Hello world.

I adore the web. I have adored games for longer. I am tempted to tinker with gamedev tech outside of the web.

Mostly, I've dabbled in gamedev as a way to sharpen my saw in webdev. But, playing with things like Unity, Unreal Engine, and Godot seem orthogonal to webdev.

Pursuing a career in gamedev seems like a mug's game - especially given concerns about age and my career future. But also, I really like games, so maybe I should just do it for fun and not hustle?

Still tinkering with drawing glowy vectors in a browser. Performance is terrible, but I think there's enormous room for optimization. I am stumbling awkwardly through learning how to make WebGL do things.

Still working through building my mental model of how WebGL works. The docs seem awful, most of my learning is from trial-and-error and seeing what happens when I poke various things.

Seems like an even weirder API than the DOM, plonked down like an alien artifact in the middle of the JS environment. It's like using a high-level language to simulate assembly language register manipulations. And given garbage collection concerns at 60 FPS, all my flailing attempts to wrap abstractions & conveniences around the API seem to generate temporary objects that wreck performance. (At least, I think that's why the performance is bad currently.)

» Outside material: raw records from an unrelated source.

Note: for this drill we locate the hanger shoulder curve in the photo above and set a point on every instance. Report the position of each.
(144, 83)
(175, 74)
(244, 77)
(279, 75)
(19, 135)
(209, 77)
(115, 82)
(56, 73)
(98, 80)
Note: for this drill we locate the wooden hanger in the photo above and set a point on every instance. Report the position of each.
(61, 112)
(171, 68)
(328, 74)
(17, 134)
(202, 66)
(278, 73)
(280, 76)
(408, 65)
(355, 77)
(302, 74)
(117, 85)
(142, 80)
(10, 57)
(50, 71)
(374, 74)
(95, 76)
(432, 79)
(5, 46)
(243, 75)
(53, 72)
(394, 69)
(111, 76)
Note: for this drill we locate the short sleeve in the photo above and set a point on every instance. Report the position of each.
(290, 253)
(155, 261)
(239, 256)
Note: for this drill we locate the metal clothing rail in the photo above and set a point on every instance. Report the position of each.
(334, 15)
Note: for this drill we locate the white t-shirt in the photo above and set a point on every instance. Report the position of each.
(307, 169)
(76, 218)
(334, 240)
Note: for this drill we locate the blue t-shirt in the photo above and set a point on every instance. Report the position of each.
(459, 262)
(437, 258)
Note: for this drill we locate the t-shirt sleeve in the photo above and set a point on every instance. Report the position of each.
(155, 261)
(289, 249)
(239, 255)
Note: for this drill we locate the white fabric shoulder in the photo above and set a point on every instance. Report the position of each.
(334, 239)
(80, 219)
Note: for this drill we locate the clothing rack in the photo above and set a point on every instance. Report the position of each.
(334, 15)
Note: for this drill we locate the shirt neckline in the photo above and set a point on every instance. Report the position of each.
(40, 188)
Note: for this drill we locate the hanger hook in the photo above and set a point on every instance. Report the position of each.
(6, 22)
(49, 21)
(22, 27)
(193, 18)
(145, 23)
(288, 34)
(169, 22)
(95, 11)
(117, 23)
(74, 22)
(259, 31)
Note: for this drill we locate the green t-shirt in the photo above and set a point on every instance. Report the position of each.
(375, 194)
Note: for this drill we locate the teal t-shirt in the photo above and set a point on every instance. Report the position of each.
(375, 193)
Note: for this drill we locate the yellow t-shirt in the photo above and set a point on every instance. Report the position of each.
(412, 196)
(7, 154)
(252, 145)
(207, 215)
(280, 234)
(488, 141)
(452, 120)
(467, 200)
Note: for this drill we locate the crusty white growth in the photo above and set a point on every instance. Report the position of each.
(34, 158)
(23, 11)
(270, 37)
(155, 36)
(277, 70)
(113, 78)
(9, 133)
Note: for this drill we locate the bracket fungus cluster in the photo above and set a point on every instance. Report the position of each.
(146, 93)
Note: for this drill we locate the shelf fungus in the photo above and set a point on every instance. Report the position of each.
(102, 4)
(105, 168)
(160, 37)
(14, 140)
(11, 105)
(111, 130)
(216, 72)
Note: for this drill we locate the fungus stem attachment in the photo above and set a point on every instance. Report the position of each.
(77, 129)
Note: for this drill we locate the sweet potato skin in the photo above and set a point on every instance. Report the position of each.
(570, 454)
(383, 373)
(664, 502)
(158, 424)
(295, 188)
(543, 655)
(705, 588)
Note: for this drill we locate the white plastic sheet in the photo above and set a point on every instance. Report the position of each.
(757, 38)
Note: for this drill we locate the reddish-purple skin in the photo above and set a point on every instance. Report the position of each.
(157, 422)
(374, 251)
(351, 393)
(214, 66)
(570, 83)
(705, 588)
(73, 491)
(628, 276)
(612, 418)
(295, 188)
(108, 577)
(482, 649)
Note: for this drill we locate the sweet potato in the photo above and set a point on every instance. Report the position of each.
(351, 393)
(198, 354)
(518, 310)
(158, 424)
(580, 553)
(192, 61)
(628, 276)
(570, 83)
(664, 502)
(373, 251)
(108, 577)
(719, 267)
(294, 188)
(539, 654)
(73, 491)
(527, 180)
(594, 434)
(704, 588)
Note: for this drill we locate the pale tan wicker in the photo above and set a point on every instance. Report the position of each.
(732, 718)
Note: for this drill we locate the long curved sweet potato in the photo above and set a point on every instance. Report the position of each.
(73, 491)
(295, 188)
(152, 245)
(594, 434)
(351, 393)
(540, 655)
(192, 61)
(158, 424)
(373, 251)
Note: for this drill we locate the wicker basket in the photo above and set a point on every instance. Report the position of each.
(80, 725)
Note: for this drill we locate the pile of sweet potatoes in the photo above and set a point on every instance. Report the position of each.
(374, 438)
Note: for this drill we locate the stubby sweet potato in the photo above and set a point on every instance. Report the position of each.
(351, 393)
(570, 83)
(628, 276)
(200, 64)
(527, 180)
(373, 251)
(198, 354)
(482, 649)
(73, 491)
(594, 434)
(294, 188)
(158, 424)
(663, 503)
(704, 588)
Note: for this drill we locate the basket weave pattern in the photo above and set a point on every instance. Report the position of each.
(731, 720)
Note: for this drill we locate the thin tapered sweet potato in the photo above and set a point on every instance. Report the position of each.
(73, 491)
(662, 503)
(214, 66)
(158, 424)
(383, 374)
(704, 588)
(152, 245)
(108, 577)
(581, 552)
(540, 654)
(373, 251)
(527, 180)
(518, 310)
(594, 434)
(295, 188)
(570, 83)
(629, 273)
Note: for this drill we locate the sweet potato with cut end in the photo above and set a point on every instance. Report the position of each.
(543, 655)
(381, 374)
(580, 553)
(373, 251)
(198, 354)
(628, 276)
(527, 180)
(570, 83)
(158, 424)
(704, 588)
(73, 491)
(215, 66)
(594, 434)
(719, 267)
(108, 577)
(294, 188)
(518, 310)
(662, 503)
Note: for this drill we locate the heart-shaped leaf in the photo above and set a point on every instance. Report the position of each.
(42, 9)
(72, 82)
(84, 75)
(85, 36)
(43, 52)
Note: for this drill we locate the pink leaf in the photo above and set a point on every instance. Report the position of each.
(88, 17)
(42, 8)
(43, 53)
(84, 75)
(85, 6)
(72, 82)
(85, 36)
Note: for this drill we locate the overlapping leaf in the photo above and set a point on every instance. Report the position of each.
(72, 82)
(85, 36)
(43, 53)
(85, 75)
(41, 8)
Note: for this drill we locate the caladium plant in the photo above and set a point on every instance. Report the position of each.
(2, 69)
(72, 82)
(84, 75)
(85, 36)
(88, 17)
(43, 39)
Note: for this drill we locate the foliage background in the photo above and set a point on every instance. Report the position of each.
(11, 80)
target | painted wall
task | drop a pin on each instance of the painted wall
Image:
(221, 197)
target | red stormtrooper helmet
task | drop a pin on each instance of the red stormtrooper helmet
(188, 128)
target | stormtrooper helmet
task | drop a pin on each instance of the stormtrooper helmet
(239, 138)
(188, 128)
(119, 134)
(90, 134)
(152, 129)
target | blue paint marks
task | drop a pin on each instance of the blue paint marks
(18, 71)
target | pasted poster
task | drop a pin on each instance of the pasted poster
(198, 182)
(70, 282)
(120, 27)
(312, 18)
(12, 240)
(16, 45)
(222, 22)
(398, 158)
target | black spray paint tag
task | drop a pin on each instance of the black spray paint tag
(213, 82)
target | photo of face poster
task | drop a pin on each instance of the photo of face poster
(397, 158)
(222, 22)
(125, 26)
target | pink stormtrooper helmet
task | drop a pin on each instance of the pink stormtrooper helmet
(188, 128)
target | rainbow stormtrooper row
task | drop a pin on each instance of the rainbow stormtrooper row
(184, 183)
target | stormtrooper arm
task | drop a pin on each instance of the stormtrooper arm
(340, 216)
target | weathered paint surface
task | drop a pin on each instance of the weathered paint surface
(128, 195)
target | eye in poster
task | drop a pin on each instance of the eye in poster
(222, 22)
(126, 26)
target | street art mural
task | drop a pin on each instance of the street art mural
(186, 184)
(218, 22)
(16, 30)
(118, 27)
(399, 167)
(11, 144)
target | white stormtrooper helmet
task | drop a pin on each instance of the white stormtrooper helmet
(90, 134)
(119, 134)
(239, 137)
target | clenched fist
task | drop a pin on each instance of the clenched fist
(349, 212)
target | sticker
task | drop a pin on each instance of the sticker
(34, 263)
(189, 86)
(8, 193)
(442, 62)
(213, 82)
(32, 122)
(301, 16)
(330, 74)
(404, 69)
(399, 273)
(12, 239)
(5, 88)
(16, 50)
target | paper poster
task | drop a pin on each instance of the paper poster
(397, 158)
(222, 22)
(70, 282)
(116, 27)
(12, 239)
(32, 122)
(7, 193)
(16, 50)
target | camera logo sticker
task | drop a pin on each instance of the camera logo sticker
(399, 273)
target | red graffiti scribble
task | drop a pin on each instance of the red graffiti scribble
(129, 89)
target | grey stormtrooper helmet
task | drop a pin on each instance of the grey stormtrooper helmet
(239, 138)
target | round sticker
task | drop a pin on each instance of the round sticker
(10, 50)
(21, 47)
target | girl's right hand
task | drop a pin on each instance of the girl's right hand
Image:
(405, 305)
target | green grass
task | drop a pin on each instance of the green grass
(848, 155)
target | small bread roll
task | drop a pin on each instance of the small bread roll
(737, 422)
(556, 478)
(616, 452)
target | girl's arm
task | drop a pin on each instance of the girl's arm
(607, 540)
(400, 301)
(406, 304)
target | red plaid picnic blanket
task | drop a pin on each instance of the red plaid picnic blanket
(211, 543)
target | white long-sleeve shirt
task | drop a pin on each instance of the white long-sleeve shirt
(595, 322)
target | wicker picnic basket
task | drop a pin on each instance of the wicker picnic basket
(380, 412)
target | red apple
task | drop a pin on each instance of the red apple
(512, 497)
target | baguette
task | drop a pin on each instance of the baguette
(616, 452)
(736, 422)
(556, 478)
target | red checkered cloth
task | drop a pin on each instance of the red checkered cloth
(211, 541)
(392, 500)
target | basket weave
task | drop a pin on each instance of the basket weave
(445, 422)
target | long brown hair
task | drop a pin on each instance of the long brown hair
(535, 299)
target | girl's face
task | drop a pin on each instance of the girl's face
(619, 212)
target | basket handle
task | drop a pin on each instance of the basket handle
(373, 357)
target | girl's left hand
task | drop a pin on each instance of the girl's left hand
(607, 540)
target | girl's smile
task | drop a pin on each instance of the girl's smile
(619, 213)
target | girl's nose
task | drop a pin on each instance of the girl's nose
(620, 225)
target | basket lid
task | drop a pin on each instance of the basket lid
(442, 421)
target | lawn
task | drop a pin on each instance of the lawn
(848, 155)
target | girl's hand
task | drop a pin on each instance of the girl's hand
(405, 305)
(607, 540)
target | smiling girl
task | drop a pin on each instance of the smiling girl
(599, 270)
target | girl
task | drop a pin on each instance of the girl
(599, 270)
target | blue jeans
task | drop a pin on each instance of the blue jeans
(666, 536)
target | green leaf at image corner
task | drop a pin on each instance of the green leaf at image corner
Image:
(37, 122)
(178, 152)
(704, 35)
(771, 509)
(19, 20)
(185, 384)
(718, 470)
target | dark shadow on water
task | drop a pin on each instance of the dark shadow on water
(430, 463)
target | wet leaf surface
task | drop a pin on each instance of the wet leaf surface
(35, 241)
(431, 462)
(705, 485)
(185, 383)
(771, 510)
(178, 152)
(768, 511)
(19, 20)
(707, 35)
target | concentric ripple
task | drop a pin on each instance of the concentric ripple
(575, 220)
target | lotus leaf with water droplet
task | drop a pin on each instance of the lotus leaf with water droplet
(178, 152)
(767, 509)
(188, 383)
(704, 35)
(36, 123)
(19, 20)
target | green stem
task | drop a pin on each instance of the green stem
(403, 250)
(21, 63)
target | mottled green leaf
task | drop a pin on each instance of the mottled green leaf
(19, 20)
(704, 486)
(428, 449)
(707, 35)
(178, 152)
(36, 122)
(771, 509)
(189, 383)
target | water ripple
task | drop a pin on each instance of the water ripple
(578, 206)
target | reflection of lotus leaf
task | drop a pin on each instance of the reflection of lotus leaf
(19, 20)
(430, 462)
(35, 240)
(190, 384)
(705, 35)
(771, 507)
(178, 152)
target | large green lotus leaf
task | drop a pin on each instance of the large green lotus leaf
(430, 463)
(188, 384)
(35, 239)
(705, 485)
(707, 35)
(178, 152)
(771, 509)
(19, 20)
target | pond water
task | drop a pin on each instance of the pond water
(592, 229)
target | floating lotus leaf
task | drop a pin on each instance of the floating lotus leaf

I could just use three.js or PixiJS, I guess. But, I kind of wanted to learn this API and maybe build something tight & focused on retro WG6100 color vectors in the style of Atari Tempest. I've wanted this sort of thing in reusable library form for a number of years now, for games I'll never finish and random generative art sketches.

Also, I am apparently a masochist.

Wow, that image takes up a lot of space. Maybe I should move it to the side?